ANY tax on tourism inevitably impacts the industry, but in the pre-pandemic boom times that didn’t seem to matter to successive Australian governments. Travellers to and from Australia have long been seen as an easy mark, particularly with high long-haul airfares which meant the impost of the Passenger Movement Charge (PMC) was relatively insignificant compared to the total ticket price.
And despite the travails of the last few years, it seems that some of our current Federal masters are once again turning their thoughts to the juicy opportunities provided by clipping those tickets in terms of helping the wider Budget bottom line. AFTA CEO Dean Long has this week confirmed the Federation’s watching brief on such matters has seen suggestions in some quarters of officaldom that perhaps it may be time to increase the PMC, particularly in terms of a wider worsening global economic outlook.
Such thoughts should be the last thing the Government has in mind, however tempting it may be to undertake some “budget repair” through this easy target. The PMC, which collected more than $1.2 billion for the Federal coffers in 2019, was originally created as a means of cost recovery for Australia’s border security, customs and visa processing initiatives, but any pretence of linking it to such outcomes has long been dropped, with the excessively over-collected money raised instead designated to that mysterious “consolidated revenue” bucket.
Every traveller is currently charged $60 for the privilege of passing through Australia’s international borders, a figure which has remained unchanged since 2017 after gradually creeping up from $27 when it was initiated in 1995. This week Long confirmed that in the lead-up to the Budget, which is now less than a month away, AFTA has made representations on the PMC to various Ministers including Tourism and Trade Minister Don Farrell, Treasurer Jim Chalmers and Agriculture Minister Murray Watt.
“Increasing the PMC in our period of recovery would be extremely damaging, not simply to overall demand but also to Australia’s competitiveness as a destination,” Long noted.
Looking back through the pages of Travel Daily over the years, possible increases to the PMC have been a regular feature of pre-budget discussions. Indeed as far back as 2010 the then Rudd Labor Government leaked plans for an upward move, which were quickly scotched after outrage from across the visitor economy. Two years later under Prime Minister Julia Gillard, Treasurer Wayne Swan imposed an $8 increase from $47 to $55, and at the time also announced that the PMC would be indexed to inflation. Swan added insult to injury by attempting to sweeten the pot as he announced that of the more than $600 million in additional tax collected over four years, a meagre 10% or $61 milllion would be directed to a dedicated Tourism Australia “Asian Marketing Fund”.
The furore around that 2012 increase saw AFTA CEO Jayson Westbury join an ultimately unsuccessful broad coalition including ATEC and the TTF urging MPs to vote against the measure, which had been announced but not yet legislated. Later that year the Productivity Commission handed down a report on trans-Tasman economic relations which slammed the measure, and then in September 2013 Prime Ministerial aspirant Tony Abbott thrilled the industry with a pre-election promise to scrap the indexation of the PMC – a move which was implemented once the Coalition entered power later that month.

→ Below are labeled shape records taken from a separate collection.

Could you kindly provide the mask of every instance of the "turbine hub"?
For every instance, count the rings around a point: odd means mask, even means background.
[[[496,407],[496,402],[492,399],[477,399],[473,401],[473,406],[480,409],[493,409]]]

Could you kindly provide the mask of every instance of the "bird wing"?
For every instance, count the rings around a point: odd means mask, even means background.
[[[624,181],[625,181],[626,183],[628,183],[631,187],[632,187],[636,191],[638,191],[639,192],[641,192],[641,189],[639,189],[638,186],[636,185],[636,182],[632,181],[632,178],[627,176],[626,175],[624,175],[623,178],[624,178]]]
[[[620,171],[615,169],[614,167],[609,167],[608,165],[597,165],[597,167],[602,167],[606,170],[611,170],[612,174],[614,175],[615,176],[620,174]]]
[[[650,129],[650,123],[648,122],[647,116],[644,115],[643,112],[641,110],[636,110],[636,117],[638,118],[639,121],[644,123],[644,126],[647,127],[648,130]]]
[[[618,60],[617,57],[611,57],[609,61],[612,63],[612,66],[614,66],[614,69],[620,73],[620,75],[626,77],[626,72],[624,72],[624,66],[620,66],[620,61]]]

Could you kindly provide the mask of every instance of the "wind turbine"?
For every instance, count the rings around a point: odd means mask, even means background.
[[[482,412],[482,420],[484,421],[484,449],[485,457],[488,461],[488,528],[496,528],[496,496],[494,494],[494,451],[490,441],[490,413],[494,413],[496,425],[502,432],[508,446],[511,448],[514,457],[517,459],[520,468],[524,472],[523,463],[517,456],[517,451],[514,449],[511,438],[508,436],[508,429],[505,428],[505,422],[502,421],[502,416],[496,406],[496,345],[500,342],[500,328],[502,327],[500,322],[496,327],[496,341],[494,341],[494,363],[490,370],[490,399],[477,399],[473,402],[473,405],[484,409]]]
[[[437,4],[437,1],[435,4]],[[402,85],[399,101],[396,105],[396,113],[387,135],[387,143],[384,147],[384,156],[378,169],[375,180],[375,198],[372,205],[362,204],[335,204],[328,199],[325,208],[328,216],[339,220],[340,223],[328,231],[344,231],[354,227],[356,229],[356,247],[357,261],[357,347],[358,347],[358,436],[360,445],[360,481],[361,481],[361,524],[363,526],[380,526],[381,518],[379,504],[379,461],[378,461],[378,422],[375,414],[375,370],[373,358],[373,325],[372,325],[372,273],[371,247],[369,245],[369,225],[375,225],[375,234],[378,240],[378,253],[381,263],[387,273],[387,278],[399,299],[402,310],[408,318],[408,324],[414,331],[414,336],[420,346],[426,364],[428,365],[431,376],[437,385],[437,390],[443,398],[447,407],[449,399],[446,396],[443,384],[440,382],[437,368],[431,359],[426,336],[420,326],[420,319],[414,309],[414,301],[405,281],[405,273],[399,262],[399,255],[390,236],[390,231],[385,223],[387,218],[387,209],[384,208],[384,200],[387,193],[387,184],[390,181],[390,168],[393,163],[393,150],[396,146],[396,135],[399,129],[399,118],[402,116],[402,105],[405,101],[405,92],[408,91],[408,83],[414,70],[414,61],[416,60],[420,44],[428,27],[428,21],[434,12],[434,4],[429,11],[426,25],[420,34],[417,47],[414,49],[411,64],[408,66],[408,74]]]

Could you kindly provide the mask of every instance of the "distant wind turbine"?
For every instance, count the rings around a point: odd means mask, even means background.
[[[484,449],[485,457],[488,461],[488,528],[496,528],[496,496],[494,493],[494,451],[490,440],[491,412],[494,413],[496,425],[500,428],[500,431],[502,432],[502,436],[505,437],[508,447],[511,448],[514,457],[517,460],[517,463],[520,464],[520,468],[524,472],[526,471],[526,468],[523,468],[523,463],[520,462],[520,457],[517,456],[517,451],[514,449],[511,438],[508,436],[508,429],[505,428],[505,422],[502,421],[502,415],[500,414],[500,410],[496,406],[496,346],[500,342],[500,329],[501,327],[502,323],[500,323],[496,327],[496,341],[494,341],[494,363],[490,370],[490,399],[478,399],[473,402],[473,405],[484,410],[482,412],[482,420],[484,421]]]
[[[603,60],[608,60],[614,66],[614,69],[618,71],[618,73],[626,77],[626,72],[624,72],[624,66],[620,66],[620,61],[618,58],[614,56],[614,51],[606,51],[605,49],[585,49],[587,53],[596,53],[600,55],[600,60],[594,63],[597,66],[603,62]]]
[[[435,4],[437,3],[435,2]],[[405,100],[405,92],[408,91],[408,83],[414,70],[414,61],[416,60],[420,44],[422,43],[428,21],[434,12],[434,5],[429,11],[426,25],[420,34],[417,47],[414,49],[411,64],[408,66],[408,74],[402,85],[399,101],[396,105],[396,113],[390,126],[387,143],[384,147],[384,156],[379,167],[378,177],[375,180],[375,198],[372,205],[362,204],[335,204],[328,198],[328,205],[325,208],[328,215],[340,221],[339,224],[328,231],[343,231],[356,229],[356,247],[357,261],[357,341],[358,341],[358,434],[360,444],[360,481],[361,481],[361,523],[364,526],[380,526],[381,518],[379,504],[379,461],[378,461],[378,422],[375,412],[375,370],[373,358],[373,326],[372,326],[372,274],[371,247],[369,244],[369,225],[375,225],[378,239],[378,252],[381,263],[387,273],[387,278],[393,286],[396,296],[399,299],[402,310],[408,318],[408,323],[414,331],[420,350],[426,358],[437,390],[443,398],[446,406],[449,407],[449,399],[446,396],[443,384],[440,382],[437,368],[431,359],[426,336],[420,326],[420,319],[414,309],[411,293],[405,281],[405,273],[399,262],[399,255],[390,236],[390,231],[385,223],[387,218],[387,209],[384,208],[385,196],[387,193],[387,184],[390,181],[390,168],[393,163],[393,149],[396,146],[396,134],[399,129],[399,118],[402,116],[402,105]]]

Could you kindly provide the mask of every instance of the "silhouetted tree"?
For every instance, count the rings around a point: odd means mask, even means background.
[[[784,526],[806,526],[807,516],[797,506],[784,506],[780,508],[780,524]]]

However that was definitely not the end of the matter, with a draft review of Customs fees in 2014 by then Immigration Minister, Scott Morrison, proposing a sliding scale for the detested tax based on destination and cabin class booked. Morrison’s plan hinted that the Passenger Movement Charge, which at the time was $55, could increase to as much as $270 for a First Class long-haul passenger. Outrage naturally ensued, and Tourism and Trade Minister Andrew Robb quickly doused the speculation. And then after several calls over the next couple of years to dump the so-called “holiday tax”, the Coalition Government instead bowed to the inevitable and lifted the PMC to $60 – a level where it has remained since 2017. At the time Westbury described the move as “a joke” and noted the PMC would raise an additional $293 million for the Government.
Amid the furore of the 2016 increase (which became effective in July the following year), a sop to the industry was an undertaking in a Senate amendment not to make further changes to the PMC for another five years. Guess what – that time is up.
After that history lesson, it’s no wonder that the jungle drums are rumbling about another increase. As we all learnt to our detriment during the pandemic, the voices clamouring for Government attention are many and varied, and until 2020 we were all quite happy to do our own thing. Thankfully we have organisations like AFTA, ATEC and TTF keeping an eye on issues like this, which if left up to the Government’s own devices have the potential to quickly stifle our recovering industry.
It should also be noted that several IATA reports analysing the costs and benefits of the PMC have concluded that the impost does significant damage to the Australian economy. In 2013 the Association estimated that abolishing the charge completely would lift international passenger traffic to Australia by 2.5%, and boost the economy by about $1.7 billion. That would provide a net benefit to the Australian Government’s bottom line, even accounting for the revenue lost by axing the tax. It seems like common sense, but as evidenced by the PMC saga over the years, that’s not something that Australian Governments are well known for.